Выбрать главу

— Ничуть. Но погружения, на которое вы хотели бы меня подвигнуть, не будет. Я не желаю носиться в межзвездных пространствах, преследуя тень… Конкретные вопросы есть? В сугубо рациональном аспекте?

— Сдается мне, что в какой-то момент мы друг друга не поняли. — Люсин ощутил наплыв непонятной тоски. — И говорим теперь о разных вещах. Каждый о своем.

— Да, о своем — каждый.

— Но Георгий Мартынович…

— Моя память останется со мной, а вы, простите за прямоту, ищите труп.

— В прямоте вам не откажешь! Режете, как хирург скальпелем… Но, простите за повторение, я прежде всего ищу преступника, если, конечно, преступление действительно имело место.

— Значит, вы не уверены до конца?

— Все, о чем мы говорили, лишь одна из возможных версий. Она нуждается в проверке.

— Не позавидуешь вашей профессии. День изо дня копаться в клоаке и не запачкаться — это надо уметь.

— Основной закон профессионализма. — Принимая вызов, Люсин заставил себя улыбнуться. — Допускаю, что вы не испытываете особого обожания к мусорщикам, труженикам свалок, сантехникам, хотя все эти профессии, безусловно, нужны и вполне достойны уважения. Перед сантехниками вы, возможно, даже заискиваете, когда нужно починить финский смеситель или, тысяча извинений, унитаз.

— Не заискиваю — плачу.

— А я, слабый человек, и плачу, и заискиваю. В чем дело, Наталья Андриановна? Откровенность за откровенность. Никогда не поверю, что такая умная женщина, как вы, только сейчас открыла для себя двойственную природу человека и общества.

— Вы правы. — Она заметно смутилась, но быстро взяла себя в руки. — Так, нашло вдруг… Сама не знаю. Все вы виноваты с вашими психологическими изысками… Так что у нас на повестке дня?

— Для начала объясните мне, что это значит. — Люсин без лишних слов достал лабораторный журнал Солитова. — Здесь, — показал на столбики цифр с градусами и минутами, — и здесь, — очертил ногтем планетные символы.

— Положение Луны и планет на данный момент, — с ходу определила Гротто. — Не обращайте внимания.

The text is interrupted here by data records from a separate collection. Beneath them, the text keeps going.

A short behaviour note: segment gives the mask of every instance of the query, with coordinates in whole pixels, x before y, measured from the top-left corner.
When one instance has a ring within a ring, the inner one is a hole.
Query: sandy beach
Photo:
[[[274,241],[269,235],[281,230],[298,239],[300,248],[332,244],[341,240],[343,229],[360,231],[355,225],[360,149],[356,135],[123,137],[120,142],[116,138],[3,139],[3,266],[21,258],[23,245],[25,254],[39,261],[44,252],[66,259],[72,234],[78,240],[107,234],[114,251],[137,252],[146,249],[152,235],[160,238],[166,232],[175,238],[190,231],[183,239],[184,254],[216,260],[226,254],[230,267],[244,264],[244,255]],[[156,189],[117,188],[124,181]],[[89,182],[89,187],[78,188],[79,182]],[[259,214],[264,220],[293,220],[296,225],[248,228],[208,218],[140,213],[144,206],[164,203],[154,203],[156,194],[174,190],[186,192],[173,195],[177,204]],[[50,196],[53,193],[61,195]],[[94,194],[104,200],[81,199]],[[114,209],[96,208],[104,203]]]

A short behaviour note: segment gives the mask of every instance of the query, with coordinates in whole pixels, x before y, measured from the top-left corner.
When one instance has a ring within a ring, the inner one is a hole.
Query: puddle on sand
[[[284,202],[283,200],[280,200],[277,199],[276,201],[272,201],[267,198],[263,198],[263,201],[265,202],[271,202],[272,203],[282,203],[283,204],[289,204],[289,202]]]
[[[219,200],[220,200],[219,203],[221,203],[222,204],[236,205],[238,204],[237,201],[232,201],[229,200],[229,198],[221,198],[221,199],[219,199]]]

Пунктик.

— Георгий Мартынович верил, что и в астрологии есть рациональное зерно?

— Ничуть. Как вы могли заметить, астрологическая символика появляется лишь в тех случаях, когда ведется эксперимент по старым рецептам. Я, кажется, уже обращала ваше внимание на почти маниакальную скрупулезность шефа? Так вот, в силу педантизма, а может, и пустячного суеверия — кто не суеверен в душе? — он отмечал время опыта традиционными значками.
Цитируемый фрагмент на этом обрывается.